Samstag Abend verschlug es uns zunächst zu einem leckeren Thailänder und anschliessend in den Club Pi. Leider war nicht besonders viel los, was die Thresendame damit begründete, dass es in den Tagen davor so richtig fett zugegangen war. Das kümmerte uns aber nicht und so tanzten wir zu einer - soviel Kritik muss dann doch sein - wirklich madig schlechten Anlage. Am Sonntag war nicht besonders viel Sightseeing möglich, denn es stürmte und regnete so sehr, dass es uns die Regenschirme umklappte. Dazu eine Kälte, dass wir es vorzogen, uns nach einem stundenlangen Streifzug durch die Cafes (die übrigens keinerlei leckeres Frühstück oder Brunch anboten, was waren wir erstaunt/enttäuscht) doch zurück ins Hotel zu ziehen, um ne Runde Schlaf nachzuholen. Am Abend gings ins Kino und danach noch kurz zu einem leckeren Italiener.
Am Montag dann das genaue Gegenteil vom Wetter am Sonntag - sonnig, warm, wunderbar. Ich holte mir tatsächlich einen Sonnenbrand! Nachdem wir ausgecheckt und das Gepäck am Bahnhof verstaut hatten, ging es nach Schönbrunn. Dort hatten wir, man darfs ja fast nicht laut sagen, einen Disney-Moment. Plötzlich waren wir von lauter Vöglein umgeben, die sich völlig furchtlos auf der Hand meines Begleiters nieder liessen. Ab und zu kreuzte auch ein puscheliges Eichhörnchen unseren Weg. Am Nachmittag musste mein Kumpel dann zu einem kurzen Termin und ich trollte mich durch die Fussgängerzone um den Stephansdom herum. Ein Eis in einer der leckersten Gelaterias Wiens war danach unsere Belohnung.
Insgesamt wars einfach wunderbar. Besonders beeindruckt war ich von Wiens Architektur und den vielen prachtvollen Bauten mit Verzierungen und Stuck, wohin man blickt.
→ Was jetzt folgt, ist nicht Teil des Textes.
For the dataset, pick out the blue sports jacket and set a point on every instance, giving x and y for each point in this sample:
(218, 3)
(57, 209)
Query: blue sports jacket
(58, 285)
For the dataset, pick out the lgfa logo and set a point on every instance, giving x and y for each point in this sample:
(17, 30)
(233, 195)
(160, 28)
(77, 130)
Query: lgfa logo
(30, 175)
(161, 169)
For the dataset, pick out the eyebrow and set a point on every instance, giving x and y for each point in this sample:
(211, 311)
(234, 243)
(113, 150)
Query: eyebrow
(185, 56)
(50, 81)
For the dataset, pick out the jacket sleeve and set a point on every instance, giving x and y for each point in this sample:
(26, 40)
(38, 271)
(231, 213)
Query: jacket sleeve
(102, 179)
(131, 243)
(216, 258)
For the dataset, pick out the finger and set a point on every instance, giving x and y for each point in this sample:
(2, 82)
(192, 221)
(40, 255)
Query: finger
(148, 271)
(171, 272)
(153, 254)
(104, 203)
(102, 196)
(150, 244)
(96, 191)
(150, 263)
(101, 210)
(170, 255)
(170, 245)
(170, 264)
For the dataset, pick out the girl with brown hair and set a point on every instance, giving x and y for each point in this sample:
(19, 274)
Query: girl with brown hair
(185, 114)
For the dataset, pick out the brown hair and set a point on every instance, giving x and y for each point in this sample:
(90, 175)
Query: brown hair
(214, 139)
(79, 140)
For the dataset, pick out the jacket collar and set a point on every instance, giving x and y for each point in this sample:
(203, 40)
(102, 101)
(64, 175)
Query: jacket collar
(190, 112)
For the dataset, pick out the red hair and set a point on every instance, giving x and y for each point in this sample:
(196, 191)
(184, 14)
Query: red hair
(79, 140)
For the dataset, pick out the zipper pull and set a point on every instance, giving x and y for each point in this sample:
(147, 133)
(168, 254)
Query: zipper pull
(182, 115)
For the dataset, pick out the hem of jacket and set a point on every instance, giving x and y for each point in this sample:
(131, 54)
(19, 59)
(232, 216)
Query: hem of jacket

Nicht kleckern, klotzen, scheint hier das Motto.
Tja, die Wiener.
Man muss sie einfach lieben.



Mittwoch, 6. Juli 2011

Hallo Universum - Part II

Wie im letzten Post geschrieben, wollte ich Euch ja Bescheid geben, ob das mit den Bestellungen nach oben klappt.
Wenn mans jetzt ganz genau nimmt, dann - ja, verdammt ja.
Der Witz an der Geschichte war, dass ich erst an dem Punkt, an dem es ernst wurde, merkte - hey, eigentlich willste das gar nicht mehr.
Und so wandelte sich die Bestellung innerhalb von Sekunden von A nach B, fühlte sich dabei so richtig gut an und bringt mir jetzt das, was ich mir so lange gewünscht habe.
Frieden.
Zumindest ein wenig.
Bisschen kryptisch?
Joa.
Demnächst mehr an dieser Stelle ;)
Wer weiss, was die nächste Bestellung bringt?